Get a free education from a creationist college.

Yes! If you’re willing to hunker down for some oxymoronic tutelage, you too can emerge from your years of schooling with something almost like a degree. In what, you ask? Well, read on:

How about Christian Ethics? (Note that these differ from non-Christian ethics, which endorse rape, pillage, murder, etc.)

How about Mind Manipulation? Learn the dangers of exposing yourself to outside information such as science. Manipulators are everywhere! Says the online brochure from Trinity Graduate School of Theology:

“Methods of desensitization are used in repeated exposure of immorality through television programs and commercials. Repeated lies are being told to convince Christians that those things that are right are now to be perceive as wrong and what is wrong should be accepted, by shifting values.”

I didn’t want to be a dick and edit the typos. This is, after all, a site of higher learning, so who am I to correct it? But doesn’t the program sound appealing? Wouldn’t you like to learn how to navigate through hazardous modern temptations?

And, for those returning to school after having families, there’s Parenting. Here’s a snippet from the curriculum:

“The internet is another source that teaches pornography, teaching of the suicide, drug addicts’ etc. parents could ask computer specialists who could help to hide sites on the internet not to be viewed by children or avoid them from being downloaded.”

I love that this college is savvy about porn (and really, what religious nutjob isn’t?). Too bad the college can’t seem to hire an editor…but that would cost money, and then it probably couldn’t afford to give away free education.

Now, this is all very well, but what if you want to study science? Creationist schools have that covered. AiG, for example, “teaches that ‘facts’ don’t speak for themselves, but must be interpreted…the Bible offers the best explanation of the world’s geology, anthropology, and astronomy.” Thus, the Grand Canyon’s many strata do not represent long time periods but rather extremely (!) accelerated periods of celestially assisted erosion. Likewise, a satisfactory wealth of transitional fossils will never be found, even while evolutionary biologists like Richard Dawkins wave them in the faces of creationists who insist they do not exist (“la, la, la, I can’t hear you!”).  And finally, the astronomy section’s large FAQ section explains why the earth is indeed truly the “spiritual center of the universe.”
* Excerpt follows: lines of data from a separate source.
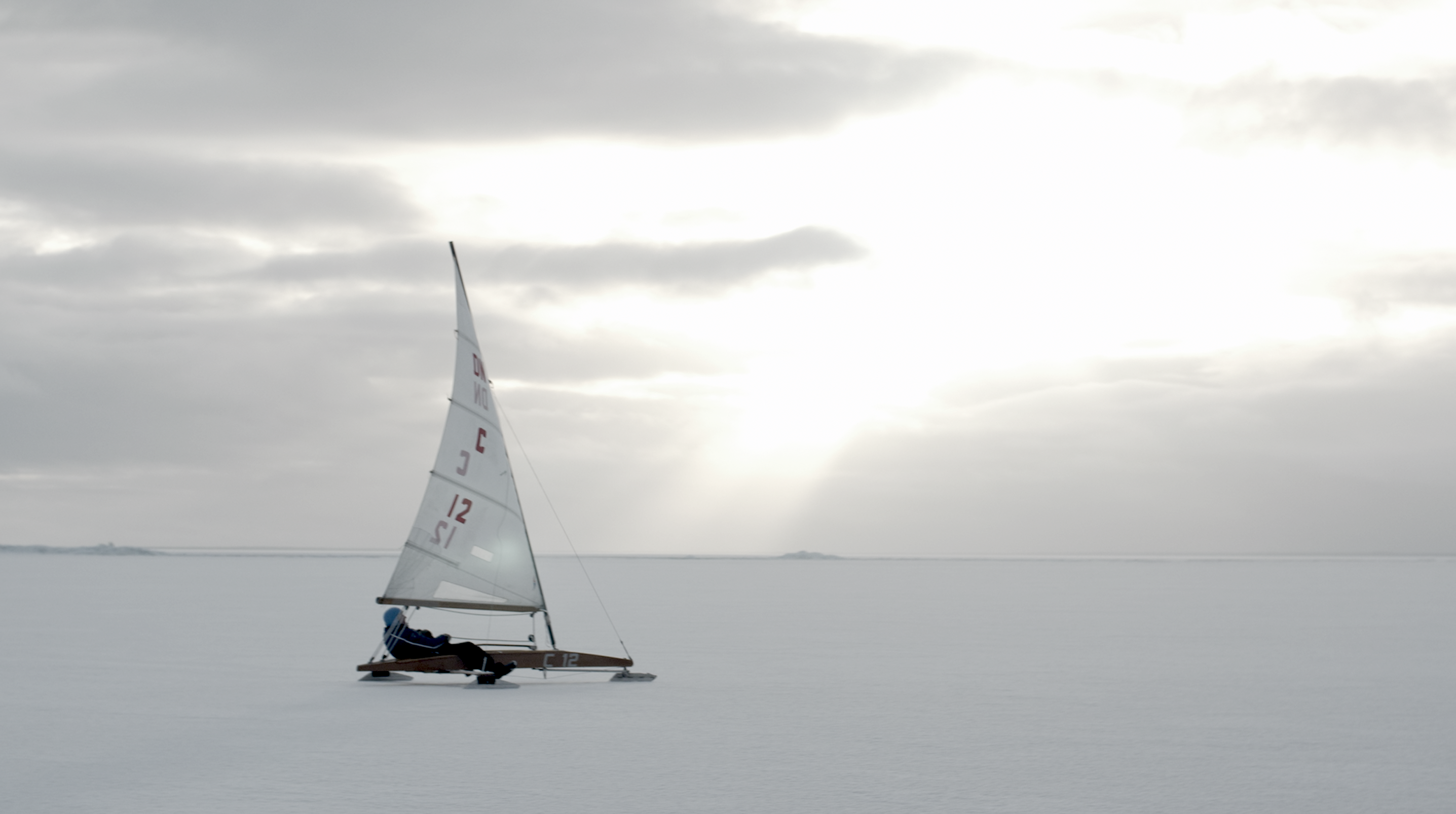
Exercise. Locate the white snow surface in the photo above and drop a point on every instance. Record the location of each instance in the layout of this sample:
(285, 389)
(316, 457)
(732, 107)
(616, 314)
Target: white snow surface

Sounds good to me. Creationist colleges everywhere offer great deals ranging from free to cheap. Even those that charge a bundle are a bargain compared to most mainstream colleges. Sure, you’ll get spat out without a chance of competing against Ivy Leaguers in the work force. But at least you won’t go to hell.*

*Hell might very well be a place on earth. On this, Day Five of the Involuntary Dry-Out, I begin to understand it a little.